Discontent brewing over PBD

By Roger Protz

- Last updated on GMT

Related tags Brewery Beer

Protz: calling for a beer duty review
Protz: calling for a beer duty review
Hogs Back Brewery argues the case for a beer duty review to benefit all brewers, says Roger Protz.

Don't call Hogs Back Brewery "a micro". This is a regional brewery by any other name.

It produces 20,000 barrels a year in Surrey and there are four new cellar tanks on order to keep up with demand. It's yet a further example of the success of the craft brewery sector, driven by cask beer.

It's also one of the longest-running of the new breed of cask breweries, dating from 1992. The founders are Tony Stanton-Precious and Martin Zillwood-Hunt. They sound like a throwback to end-of-the-pier concerts in the 1950s, two middle-class gents in evening dress and monocles, singing light operatic songs.

Appearances can be deceptive. Martin, with a shaved head and tattooed arms, looks like someone you wouldn't want to disagree with after a few pints in the local (though he's as gentle as a lamb), while Tony, smart casual and quietly spoken, is a man with a strong eye for business.

They met as a result of a love for good beer, but were from different backgrounds. Martin had worked in the US before running a courier service and developing a passion for home brewing. Tony was a surveyor in Canary Wharf, but knew his work there would eventually end.

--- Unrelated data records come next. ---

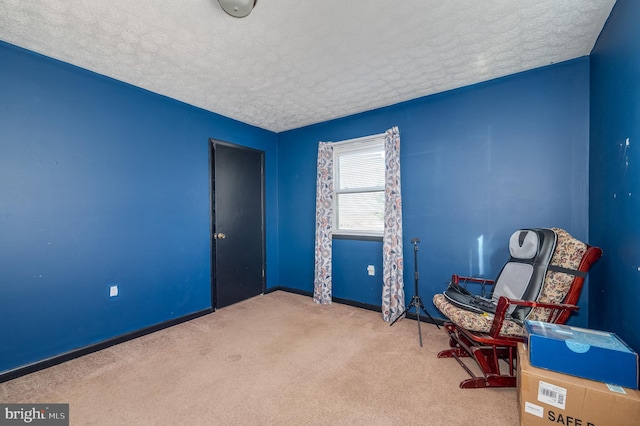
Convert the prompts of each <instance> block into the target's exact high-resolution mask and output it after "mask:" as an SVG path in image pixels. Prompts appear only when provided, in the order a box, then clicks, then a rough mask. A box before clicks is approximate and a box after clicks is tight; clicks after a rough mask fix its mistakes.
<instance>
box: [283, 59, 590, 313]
mask: <svg viewBox="0 0 640 426" xmlns="http://www.w3.org/2000/svg"><path fill="white" fill-rule="evenodd" d="M394 125H397V126H398V127H399V128H400V139H401V171H402V191H403V207H404V212H403V220H404V243H405V244H404V255H405V274H404V277H405V290H406V292H407V297H408V298H410V296H411V295H413V268H414V261H413V248H412V246H411V244H410V242H409V240H410V239H411V238H413V237H419V238H420V239H421V241H422V242H421V244H420V246H419V252H418V263H419V270H420V288H419V293H420V295H421V296H422V298H423V300H424V301H425V305H426V307H427V309H428V310H429V312H430V313H431V315H433V316H434V317H442V315H441V314H440V313H439V312H437V311H436V309H435V308H434V307H433V305H432V303H431V297H432V296H433V295H434V294H435V293H437V292H441V291H443V290H444V289H445V287H446V284H447V282H448V279H449V278H450V276H451V274H452V273H460V274H472V275H477V274H482V275H483V276H486V277H490V278H493V277H495V276H496V275H497V273H498V271H499V269H500V268H501V267H502V265H503V264H504V262H505V261H506V260H507V258H508V248H507V244H508V239H509V237H510V235H511V233H512V232H513V231H515V230H516V229H518V228H522V227H561V228H564V229H566V230H568V231H569V232H570V233H571V234H572V235H573V236H575V237H576V238H579V239H582V240H585V241H586V240H587V237H588V195H589V194H588V183H587V182H588V160H589V134H588V132H589V59H588V58H587V57H584V58H580V59H576V60H573V61H569V62H565V63H561V64H556V65H552V66H548V67H545V68H540V69H536V70H533V71H529V72H525V73H521V74H517V75H512V76H508V77H505V78H501V79H497V80H493V81H490V82H487V83H483V84H477V85H474V86H470V87H465V88H462V89H458V90H454V91H450V92H446V93H442V94H438V95H434V96H428V97H424V98H420V99H417V100H413V101H410V102H405V103H401V104H398V105H394V106H391V107H387V108H382V109H377V110H374V111H370V112H366V113H362V114H357V115H353V116H350V117H346V118H342V119H338V120H333V121H329V122H325V123H321V124H317V125H312V126H308V127H304V128H301V129H296V130H291V131H288V132H283V133H280V134H279V135H278V159H279V161H278V164H279V168H278V194H279V200H280V201H279V211H278V224H279V225H278V227H279V232H280V236H281V238H279V240H278V247H279V256H280V273H279V277H280V285H282V286H284V287H291V288H296V289H300V290H304V291H312V290H313V265H314V261H313V246H314V212H315V201H314V197H315V195H314V193H315V178H316V177H315V170H316V166H315V165H316V157H317V144H318V141H340V140H344V139H350V138H355V137H360V136H366V135H371V134H376V133H381V132H384V131H385V130H386V129H388V128H390V127H392V126H394ZM381 253H382V250H381V245H380V244H377V245H376V243H372V242H368V241H366V242H365V241H349V242H344V241H334V271H337V272H338V273H337V275H336V277H335V279H334V296H336V297H345V298H349V299H351V300H354V301H357V302H364V303H371V304H375V305H379V304H380V300H381V293H378V294H375V293H376V292H378V289H379V288H381V285H382V284H381V278H380V277H381V272H382V271H381V270H380V269H379V268H378V267H376V269H377V271H378V272H377V274H376V276H375V280H377V282H375V283H373V282H372V279H371V277H369V276H368V275H367V271H366V267H367V264H370V263H373V262H376V261H377V262H378V264H381V260H377V259H379V258H380V257H381V256H382V254H381ZM376 256H378V258H376ZM380 268H381V266H380ZM587 296H588V291H585V292H583V298H582V299H581V301H580V306H581V313H580V314H579V315H578V316H577V317H576V318H574V319H572V322H573V323H574V324H576V325H586V321H587V312H588V300H587V299H588V297H587Z"/></svg>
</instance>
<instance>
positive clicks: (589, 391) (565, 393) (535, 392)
mask: <svg viewBox="0 0 640 426" xmlns="http://www.w3.org/2000/svg"><path fill="white" fill-rule="evenodd" d="M518 407H519V408H518V409H519V412H520V425H521V426H540V425H544V426H552V425H553V426H557V425H564V426H618V425H620V426H625V425H628V426H633V425H638V422H640V391H638V390H637V389H628V388H623V387H620V386H614V385H607V384H605V383H602V382H596V381H593V380H587V379H582V378H579V377H574V376H569V375H567V374H562V373H557V372H554V371H549V370H544V369H542V368H536V367H533V366H532V365H531V364H530V362H529V351H528V350H527V347H526V345H525V344H523V343H520V344H518Z"/></svg>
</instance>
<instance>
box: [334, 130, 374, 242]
mask: <svg viewBox="0 0 640 426" xmlns="http://www.w3.org/2000/svg"><path fill="white" fill-rule="evenodd" d="M334 156H335V157H334V166H335V167H334V171H335V180H334V185H335V186H334V190H335V197H334V200H335V209H334V218H333V223H334V227H333V232H334V233H335V234H342V235H367V236H381V235H382V232H383V230H384V190H385V188H384V181H385V161H384V135H378V136H373V137H370V138H365V139H364V140H363V139H359V140H357V141H355V142H348V141H347V142H342V143H338V144H336V146H335V147H334Z"/></svg>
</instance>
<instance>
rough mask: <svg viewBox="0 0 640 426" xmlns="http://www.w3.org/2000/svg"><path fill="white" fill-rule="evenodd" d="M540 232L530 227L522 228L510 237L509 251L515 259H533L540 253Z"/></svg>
mask: <svg viewBox="0 0 640 426" xmlns="http://www.w3.org/2000/svg"><path fill="white" fill-rule="evenodd" d="M539 243H540V242H539V241H538V234H537V233H535V232H534V231H532V230H530V229H521V230H518V231H516V232H514V233H513V235H511V238H510V239H509V253H511V257H513V258H515V259H533V258H534V257H535V256H536V254H537V253H538V247H539Z"/></svg>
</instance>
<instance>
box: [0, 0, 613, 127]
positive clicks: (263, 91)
mask: <svg viewBox="0 0 640 426" xmlns="http://www.w3.org/2000/svg"><path fill="white" fill-rule="evenodd" d="M614 3H615V0H482V1H480V0H448V1H444V0H402V1H394V0H349V1H345V0H316V1H310V0H306V1H303V0H259V1H258V3H257V5H256V8H255V9H254V10H253V12H251V14H250V15H249V16H248V17H246V18H242V19H238V18H233V17H231V16H228V15H226V14H225V13H224V12H223V11H222V9H221V8H220V6H219V4H218V1H217V0H109V1H104V0H101V1H98V0H0V40H3V41H6V42H8V43H11V44H15V45H17V46H21V47H24V48H27V49H30V50H33V51H35V52H38V53H41V54H44V55H47V56H51V57H53V58H56V59H60V60H62V61H65V62H69V63H71V64H74V65H78V66H80V67H83V68H86V69H89V70H92V71H95V72H97V73H100V74H104V75H107V76H109V77H113V78H115V79H118V80H121V81H125V82H127V83H130V84H133V85H135V86H139V87H142V88H144V89H147V90H150V91H153V92H156V93H160V94H162V95H165V96H169V97H171V98H174V99H178V100H180V101H183V102H186V103H188V104H191V105H195V106H198V107H201V108H203V109H206V110H209V111H213V112H216V113H218V114H222V115H225V116H227V117H231V118H234V119H237V120H240V121H242V122H245V123H248V124H252V125H255V126H258V127H262V128H265V129H268V130H272V131H275V132H280V131H284V130H288V129H293V128H297V127H301V126H305V125H308V124H313V123H318V122H322V121H326V120H329V119H332V118H338V117H343V116H346V115H350V114H354V113H358V112H363V111H368V110H371V109H374V108H378V107H382V106H387V105H391V104H394V103H397V102H401V101H406V100H410V99H415V98H418V97H421V96H425V95H429V94H433V93H438V92H442V91H445V90H449V89H453V88H457V87H462V86H466V85H469V84H474V83H478V82H482V81H486V80H490V79H492V78H496V77H501V76H504V75H508V74H513V73H516V72H520V71H524V70H528V69H532V68H536V67H540V66H544V65H549V64H552V63H556V62H561V61H565V60H568V59H573V58H577V57H580V56H584V55H588V54H589V53H590V52H591V49H592V48H593V45H594V43H595V41H596V39H597V37H598V34H599V33H600V30H601V29H602V27H603V25H604V23H605V21H606V19H607V17H608V16H609V13H610V12H611V9H612V7H613V4H614ZM0 96H1V95H0Z"/></svg>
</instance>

His interest in beer encouraged him to look at the possibility of starting a brewery. He found a book in the library called How To Start Your Own Brewery. The first word in the book was "Don't". Brewing was a risky business, the book said, with a high divorce rate. Undeterred, Tony phoned the small brewers' magazine The Grist, where the editor put him in touch with Martin, who was seeking investment to move from home brewing to commercial production.

The result was a brewery based in 18th-century barns at Manor Farm in Tongham, Surrey. Before they tried to sell beer, Martin would take samples of his first brews to pubs and leave them for locals to taste. For this shocking crime, he was threatened with arrest by Customs & Excise until he convinced them he wasn't selling beer without a licence.

Martin's benchmark was Hook Norton's Old Hooky. He wanted to brew a similar beer, but with less malty sweetness and greater hop character. He got a supply of yeast from Hook Norton and still uses the strain today. As commercial production began, Martin was joined in the brewery by wife Maureen. They have since divorced, but still work in harmony, even though Martin's new wife also works at Hogs Back.

If it sounds like there's a soap opera waiting to be written about the company, be assured this is a sound operation that has achieved great success. The brewery has expanded into other barns on the farm, which stands in view of the famous Hogs Back Ridge across the South Downs and is the source for brewing water.

The brewery

The site includes a shop where visitors can take home draught and bottled beers. Hogs Back has a staff of 30, with a sales team based both at Manor Farm and in London. Five hundred pubs regularly take the beers, while a further 500 are supplied with guest beers.

The beer Martin fashioned in the early days became a regular brew branded TEA — Traditional English Ale.

It accounts for 70% of annual production and is joined by other regular beers — Hogs Back Bitter, Hop Garden Gold and A Over T. A Over T stands for Aromas Over Tongham and is a 9% barley wine. Along with TEA, it has won many awards. The core portfolio is joined by four seasonal beers and one-off brews.

Hogs Back sells beer in London, Kent, Surrey, Sussex and Wiltshire and supplies JDW, some Greene King outlets, Enterprise and Punch. The pubcos are sharp on price, says Tony, but are important in helping spread the brewery's name. The beers are available as guests in some Young's pubs in London while Hogs Back enjoys cult status on draught in the Green Man pub in Harrods. When the revamped Savoy Hotel in London re-opens, guests will find Hogs Back bottles in their fridges.

All seems well as you stand in the German-built brewhouse, but the founders have some tub-thumping to do. It concerns progressive beer duty (PBD), introduced by the last Labour government. PBD means craft brewers pay less duty, on a sliding scale, than bigger regionals and nationals.

"We knew PBD would lead to a price war," Martin says. "Pubs pay on price and some small brewers have started up in garages to undercut the likes of Hogs Back."

He pays £45,000 a month in duty, an eye-watering amount of money, while smaller brewers pay a fraction of that. The Hogs Back team thinks there's a strong case for a review of PBD, with a scale that benefits all brewers but doesn't penalise successful companies caught in the middle.

The politics of brewing! We soothe ourselves with a glass of TEA and toast a company that has put beer on the map on the South Downs.